At first I tried a Bayesian Ridge which is very similar to the algorithm used in the class and that I modified to use on this data. Its results were nearly the same, although I was able to get some very interesting overfitting using the entirety of the year as a learning set. Otherwise it seemed that somewhere in April had a set of data that was the best at predicting the entire year. When I checked the r-squared value I was a bit surprised: 0.23. Not as good as I was hoping despite the graphs showing much of the predictions within one thousand passengers.
|AdaBoost compares quite favorably to the regression used in class. It also has an r-squared value of nearly 0.53.|
|Both algorithms have problems predicting the evening rush-hour numbers, however AdaBoost seems to recover for later in the night.|
I also tried the AdaBoost algorithm which sets up multiple prediction agents rather than just weight the inputs. With this algorithm the predictions got an r-squared of 0.52, quite a bit better. Still the driving factor behind all of these predictions is time, and I could probably get an even better result by separating the weekends and holidays out of the weekdays. And a problem with the AdaBoost algorithm: it isn’t completely repeatable with minimum controls as it gives a different distribution each time, but seems to maintain the r-squared value.
Generally it seems that the majority of people using the Wall Street station use it all of the time, that and the people who don’t either continue walking or using other transportation despite most weather.
The last thing to consider is the different mapreduce options. First of all the whole dataset isn’t truly that large, at 60MB it certainly bogged down my computer and ran into system timeouts, but removing those limits and putting in a few more Gigs of RAM to deal with copies easily would go a long way to solve these problems, not really in the realm of true need of MapReduce.

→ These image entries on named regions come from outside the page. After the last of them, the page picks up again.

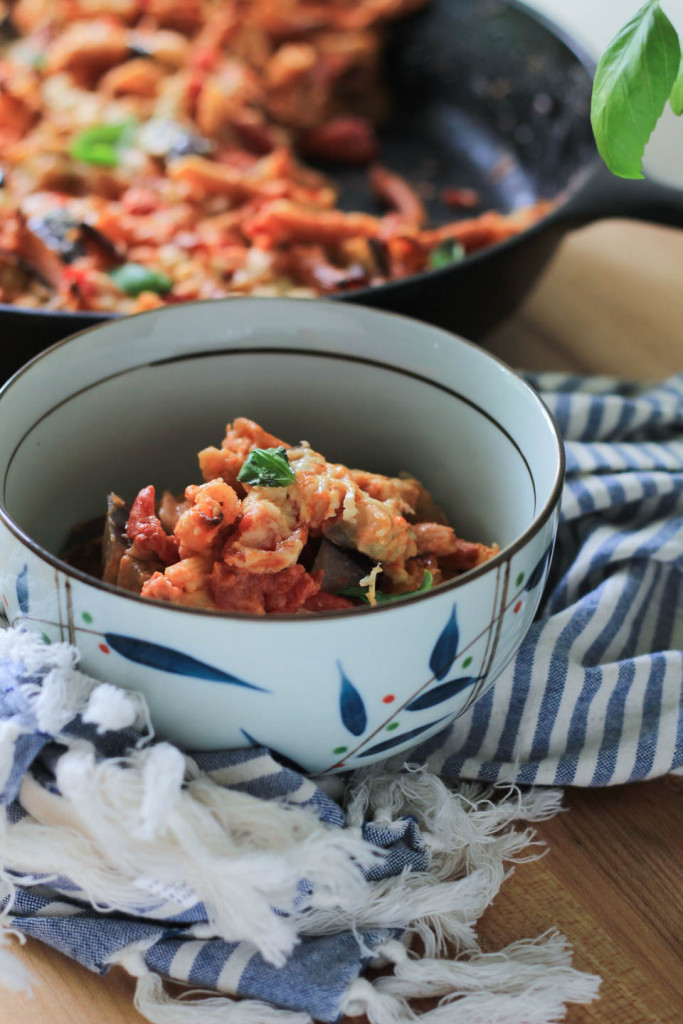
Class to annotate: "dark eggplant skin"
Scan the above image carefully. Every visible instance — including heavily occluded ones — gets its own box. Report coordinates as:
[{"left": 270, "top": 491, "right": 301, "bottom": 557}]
[
  {"left": 312, "top": 539, "right": 374, "bottom": 594},
  {"left": 101, "top": 492, "right": 130, "bottom": 583},
  {"left": 26, "top": 210, "right": 85, "bottom": 263}
]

To get into this realm we might look at something that could be a bit more complicated. Real time tracking of entrances and exits on the subway system to get a much finer grain picture of the entire system would certainly get close to qualifying, especially if you wanted to more than just swim in the data.
Another future application of real time systems maybe routing traffic with a pay-or-get-paid system for taking city-wide data and destinations and crunching it down to route traffic. If a person needs to be somewhere quickly they can pay a fee to take a faster route while those taking slower routes would get paid to wait. With the advent of self-driving cars this might not be as onerous as one might think as the people stuck in the slow traffic could possibly work, that or their company can pay for them to use the faster routes to be in more quickly.

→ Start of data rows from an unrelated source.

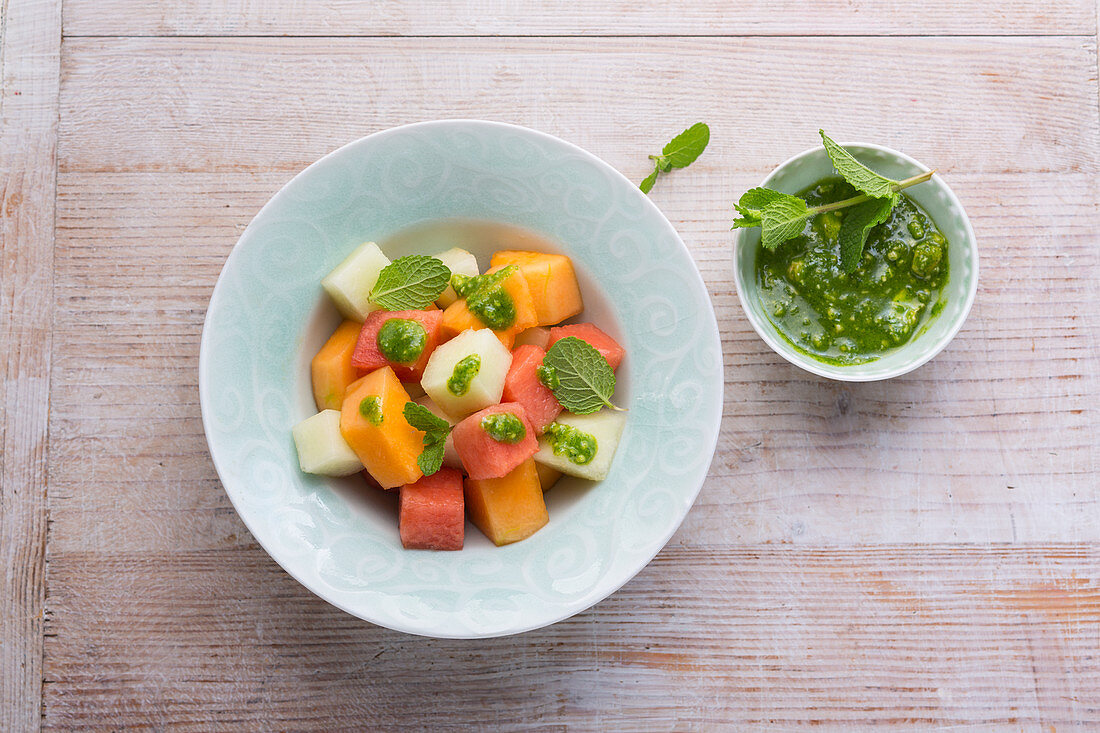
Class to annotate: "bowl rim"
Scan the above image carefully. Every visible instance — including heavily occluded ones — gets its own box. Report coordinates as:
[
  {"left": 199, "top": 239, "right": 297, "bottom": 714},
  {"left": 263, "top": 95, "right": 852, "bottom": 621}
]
[
  {"left": 733, "top": 142, "right": 978, "bottom": 382},
  {"left": 198, "top": 118, "right": 725, "bottom": 638}
]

But dealing with hundreds of thousands of inputs every minute would definitely need a system that could split up the tasks between servers or possibly server farms. Being able to predict problems or heavy loads becomes a necessary issue.
Most of these traffic issues, whether subway or cars, can be predicted most easily using times and events, the only time that weather is truly going to affect traffic patterns will be in extreme or catastrophic situations. If you are pinning your hopes on getting a seat on the subway because of weather patterns then you might get a seat just before the subway shuts down during a snow day.